The thought of “Out there” besieged him day and night, the phrase was always in his ears. Wherever he went he was pursued by visions of that land of doom: visions of fathomless mud, rat-haunted trenches, freezing nights under the sleety sky, men dying in the barbed wire between the lines or crawling out to save a comrade and being shattered to death on the return. His collaboration with Boylston had brought Campton into close contact with these things. He knew by heart the history of scores and scores of young men of George’s age who were doggedly suffering and dying a few hours away from the Palais Royal office where their records were kept. Some of these histories were so heroically simple that the sense of pain was lost in beauty, as though one were looking at suffering transmuted into poetry. But others were abominable, unendurable, in their long-drawn useless horror: stories of cold and filth and hunger, of ineffectual effort, of hideous mutilation, of men perishing of thirst in a shell-hole, and half-dismembered bodies dragging themselves back to shelter only to die as they reached it. Worst of all were the perpetually recurring reports of military blunders, medical neglect, carelessness in high places: the torturing knowledge of the lives that might have been saved if this or that officer’s brain, this or that surgeon’s hand, had acted more promptly. An impression of waste, confusion, ignorance, obstinacy, prejudice, and the indifference of selfishness or of mortal fatigue, emanated from these narratives written home from the front, or faltered out by white lips on hospital pillows.

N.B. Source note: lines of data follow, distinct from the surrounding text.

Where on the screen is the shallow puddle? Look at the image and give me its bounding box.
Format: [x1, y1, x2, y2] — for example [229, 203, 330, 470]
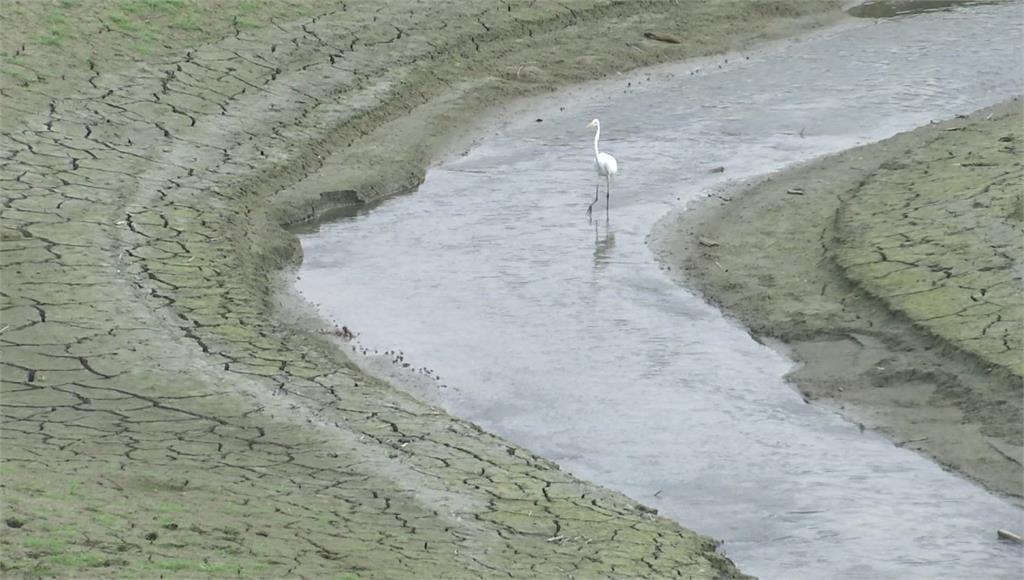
[297, 3, 1024, 579]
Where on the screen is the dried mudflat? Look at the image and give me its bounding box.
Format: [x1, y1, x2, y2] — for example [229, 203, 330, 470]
[0, 0, 839, 578]
[655, 99, 1024, 504]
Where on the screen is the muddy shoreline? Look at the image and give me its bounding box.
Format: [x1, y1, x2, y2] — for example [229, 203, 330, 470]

“The Friends of French Art,” especially since they had enlarged their range, had to do with young men accustomed to the freest exercise of thought and criticism. A nation in arms does not judge a war as simply as an army of professional soldiers. All these young intelligences were so many subtly-adjusted instruments for the testing of the machinery of which they formed a part; and not one accepted the results passively. Yet in one respect all were agreed: the “had to be” of the first day was still on every lip. The German menace must be met: chance willed that theirs should be the generation to meet it; on that point speculation was vain and discussion useless. The question that stirred them all was how the country they were defending was helping them to carry on the struggle. There the evidence was cruelly clear, the comment often scathingly explicit; and Campton, bending still lower over the abyss, caught a shuddering glimpse of what might be—must be—if political blunders, inertia, tolerance, perhaps even evil ambitions and connivances, should at last outweigh the effort of the front. There was no logical argument against such a possibility. All civilizations had their orbit; all societies rose and fell. Some day, no doubt, by the action of that law, everything that made the world livable to Campton and his kind would crumble in new ruins above the old. Yes—but woe to them by whom such things came; woe to the generation that bowed to such a law! The Powers of Darkness were always watching and seeking their hour; but the past was a record of their failures as well as of their triumphs. Campton, brushing up his history, remembered the great turning-points of progress, saw how the liberties of England had been born of the ruthless discipline of the Norman conquest, and how even out of the hideous welter of the French Revolution and the Napoleonic wars had come more freedom and a wiser order. The point was to remember that the efficacy of the sacrifice was always in proportion to the worth of the victims; and there at least his faith was sure.